Where to base yourself
Pick one or two bases rather than moving every night.
Tabarka town & marina
££ mid-rangeThe obvious coastal base: a walkable seafront with the Genoese fort, the harbour, the dive centres and the fish restaurants all close. A handful of mid-range hotels and the marina strip rather than the wall-to-wall all-inclusives of the east coast. Best for divers and anyone who wants the sea on the doorstep.
Best for: Divers, beach and harbour walks
Aïn Draham
£ valueThe cooler, forested alternative 25 minutes uphill at ~800m, with chalet-style and former hunting-lodge hotels among the cork oaks. Quieter and several degrees cooler than the coast — bring layers — and the better base for forest walking and the Bni M'Tir lake. Less to do after dark.
Best for: Hill walking and summer cool
Tunis (Sidi Bou Saïd / La Marsa)
££ mid-rangeNot in the region itself, but the practical first or last night by the airport if you're driving in late or out early. The capital's café-lined coastal suburbs are a pleasant bookend to the forest-and-coast loop and put Carthage within reach.
Best for: Airport nights and a city add-on
Getting around Tabarka & Aïn Draham
This is the part of Tunisia where a hire car earns its keep. The two headline places sit 26km apart on a climbing forest road, and the Bni M'Tir lake and forest viewpoints have no public transport at all, so pick a car up at Tunis–Carthage and bring your UK licence.

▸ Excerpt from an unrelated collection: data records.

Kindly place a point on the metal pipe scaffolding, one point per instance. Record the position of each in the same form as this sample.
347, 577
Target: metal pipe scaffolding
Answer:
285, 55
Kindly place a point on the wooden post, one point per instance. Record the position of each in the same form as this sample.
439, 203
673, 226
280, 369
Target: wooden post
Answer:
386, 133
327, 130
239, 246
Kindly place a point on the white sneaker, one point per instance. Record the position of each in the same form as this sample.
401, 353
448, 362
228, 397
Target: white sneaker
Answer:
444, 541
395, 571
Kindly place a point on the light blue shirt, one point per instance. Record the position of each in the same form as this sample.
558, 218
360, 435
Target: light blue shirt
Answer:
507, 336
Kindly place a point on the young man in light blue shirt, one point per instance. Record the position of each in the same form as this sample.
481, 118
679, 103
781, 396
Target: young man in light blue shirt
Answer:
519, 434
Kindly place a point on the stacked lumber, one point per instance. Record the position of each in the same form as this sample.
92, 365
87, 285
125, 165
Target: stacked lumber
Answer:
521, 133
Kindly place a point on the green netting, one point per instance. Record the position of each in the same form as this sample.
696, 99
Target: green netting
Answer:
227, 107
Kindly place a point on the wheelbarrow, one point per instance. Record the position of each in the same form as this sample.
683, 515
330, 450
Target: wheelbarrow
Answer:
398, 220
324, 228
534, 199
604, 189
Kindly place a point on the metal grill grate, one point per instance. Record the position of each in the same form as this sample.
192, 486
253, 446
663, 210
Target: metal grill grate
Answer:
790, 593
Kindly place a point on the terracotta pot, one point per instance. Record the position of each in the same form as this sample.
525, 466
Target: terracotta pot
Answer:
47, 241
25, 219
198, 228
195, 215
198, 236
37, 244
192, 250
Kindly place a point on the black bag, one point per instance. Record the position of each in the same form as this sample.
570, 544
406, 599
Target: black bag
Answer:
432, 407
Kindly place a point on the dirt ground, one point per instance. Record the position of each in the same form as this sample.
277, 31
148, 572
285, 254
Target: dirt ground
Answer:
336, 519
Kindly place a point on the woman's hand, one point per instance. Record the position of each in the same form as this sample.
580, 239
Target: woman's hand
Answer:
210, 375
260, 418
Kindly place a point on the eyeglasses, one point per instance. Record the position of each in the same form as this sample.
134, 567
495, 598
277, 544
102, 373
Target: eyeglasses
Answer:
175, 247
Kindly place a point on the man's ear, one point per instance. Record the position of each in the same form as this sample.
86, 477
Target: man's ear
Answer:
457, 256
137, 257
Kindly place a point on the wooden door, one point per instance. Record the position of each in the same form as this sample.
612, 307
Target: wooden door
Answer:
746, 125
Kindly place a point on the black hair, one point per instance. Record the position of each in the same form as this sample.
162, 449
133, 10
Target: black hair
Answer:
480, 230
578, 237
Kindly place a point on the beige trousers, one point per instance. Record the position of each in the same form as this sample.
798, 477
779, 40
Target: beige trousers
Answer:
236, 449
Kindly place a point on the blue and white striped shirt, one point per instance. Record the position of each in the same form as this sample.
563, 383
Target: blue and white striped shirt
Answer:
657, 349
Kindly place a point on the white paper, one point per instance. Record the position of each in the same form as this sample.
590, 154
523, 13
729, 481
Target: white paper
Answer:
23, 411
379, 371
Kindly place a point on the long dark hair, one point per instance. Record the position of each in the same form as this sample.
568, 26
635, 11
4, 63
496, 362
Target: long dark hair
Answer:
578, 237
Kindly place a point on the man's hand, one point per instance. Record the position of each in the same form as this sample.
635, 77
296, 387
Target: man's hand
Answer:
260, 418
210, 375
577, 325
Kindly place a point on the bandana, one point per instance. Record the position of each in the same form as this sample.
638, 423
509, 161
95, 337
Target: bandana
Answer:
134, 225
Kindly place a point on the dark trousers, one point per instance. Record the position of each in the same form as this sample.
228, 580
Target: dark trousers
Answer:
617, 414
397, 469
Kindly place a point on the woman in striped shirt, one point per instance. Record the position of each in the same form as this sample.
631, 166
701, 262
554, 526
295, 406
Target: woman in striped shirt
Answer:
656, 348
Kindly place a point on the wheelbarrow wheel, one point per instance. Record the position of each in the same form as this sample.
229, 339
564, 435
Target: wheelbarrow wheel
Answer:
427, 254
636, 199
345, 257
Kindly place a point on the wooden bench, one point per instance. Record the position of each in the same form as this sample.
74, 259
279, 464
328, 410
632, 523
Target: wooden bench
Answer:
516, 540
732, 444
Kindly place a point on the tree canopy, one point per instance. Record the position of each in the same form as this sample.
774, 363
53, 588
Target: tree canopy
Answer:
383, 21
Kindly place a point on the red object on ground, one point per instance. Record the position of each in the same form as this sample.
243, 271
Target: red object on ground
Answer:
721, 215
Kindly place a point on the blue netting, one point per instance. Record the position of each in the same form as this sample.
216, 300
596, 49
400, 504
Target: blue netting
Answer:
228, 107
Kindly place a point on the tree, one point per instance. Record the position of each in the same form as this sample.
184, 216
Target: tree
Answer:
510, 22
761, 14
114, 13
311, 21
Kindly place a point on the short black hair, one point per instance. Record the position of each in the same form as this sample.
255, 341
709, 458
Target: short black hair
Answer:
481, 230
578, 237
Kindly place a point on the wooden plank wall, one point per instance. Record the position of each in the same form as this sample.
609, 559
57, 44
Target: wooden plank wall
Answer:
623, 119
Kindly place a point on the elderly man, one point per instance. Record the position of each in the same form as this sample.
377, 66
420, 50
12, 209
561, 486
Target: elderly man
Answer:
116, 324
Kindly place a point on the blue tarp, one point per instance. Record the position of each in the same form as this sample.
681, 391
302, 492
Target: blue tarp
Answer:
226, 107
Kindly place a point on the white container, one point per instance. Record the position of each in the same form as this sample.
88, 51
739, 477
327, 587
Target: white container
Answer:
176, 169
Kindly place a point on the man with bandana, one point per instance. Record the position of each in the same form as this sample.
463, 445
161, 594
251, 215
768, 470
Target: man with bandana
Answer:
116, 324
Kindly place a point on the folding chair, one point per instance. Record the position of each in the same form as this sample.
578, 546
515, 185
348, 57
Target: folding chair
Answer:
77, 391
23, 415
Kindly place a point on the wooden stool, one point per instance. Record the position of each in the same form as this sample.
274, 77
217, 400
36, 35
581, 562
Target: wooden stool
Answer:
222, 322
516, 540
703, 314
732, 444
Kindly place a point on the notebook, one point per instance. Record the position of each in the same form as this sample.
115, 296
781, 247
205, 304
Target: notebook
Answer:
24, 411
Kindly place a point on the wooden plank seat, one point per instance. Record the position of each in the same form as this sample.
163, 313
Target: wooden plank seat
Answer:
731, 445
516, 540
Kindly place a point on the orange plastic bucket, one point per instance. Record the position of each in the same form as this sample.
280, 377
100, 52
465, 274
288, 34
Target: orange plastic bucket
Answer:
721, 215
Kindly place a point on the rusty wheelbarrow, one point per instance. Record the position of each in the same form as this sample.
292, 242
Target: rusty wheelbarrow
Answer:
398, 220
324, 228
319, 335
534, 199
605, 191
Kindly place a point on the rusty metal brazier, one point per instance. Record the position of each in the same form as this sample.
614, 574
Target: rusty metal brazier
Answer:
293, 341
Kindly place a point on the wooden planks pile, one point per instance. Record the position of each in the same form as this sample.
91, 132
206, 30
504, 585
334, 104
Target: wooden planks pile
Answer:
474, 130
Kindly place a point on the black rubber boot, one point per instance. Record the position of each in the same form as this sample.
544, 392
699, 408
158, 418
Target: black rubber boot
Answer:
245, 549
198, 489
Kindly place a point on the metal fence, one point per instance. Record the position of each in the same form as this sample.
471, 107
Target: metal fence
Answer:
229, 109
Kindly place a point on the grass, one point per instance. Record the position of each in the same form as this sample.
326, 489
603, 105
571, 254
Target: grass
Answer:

If you'd rather not drive, louages (shared minibuses) link Tunis, Tabarka and Aïn Draham for a few dinars a hop — Tunis to Tabarka is about 15 DT (~£4) and leaves when full from Bab Saadoun station — but they tie you to the towns and won't reach the lake or trailheads. Within Tabarka everything is walkable. The roads here are quieter than the coast but narrow and winding once you climb, and they're unlit at night, so do the forest drives in daylight. Diving and the Needles boat trips are booked directly through the harbour-side centres in Tabarka.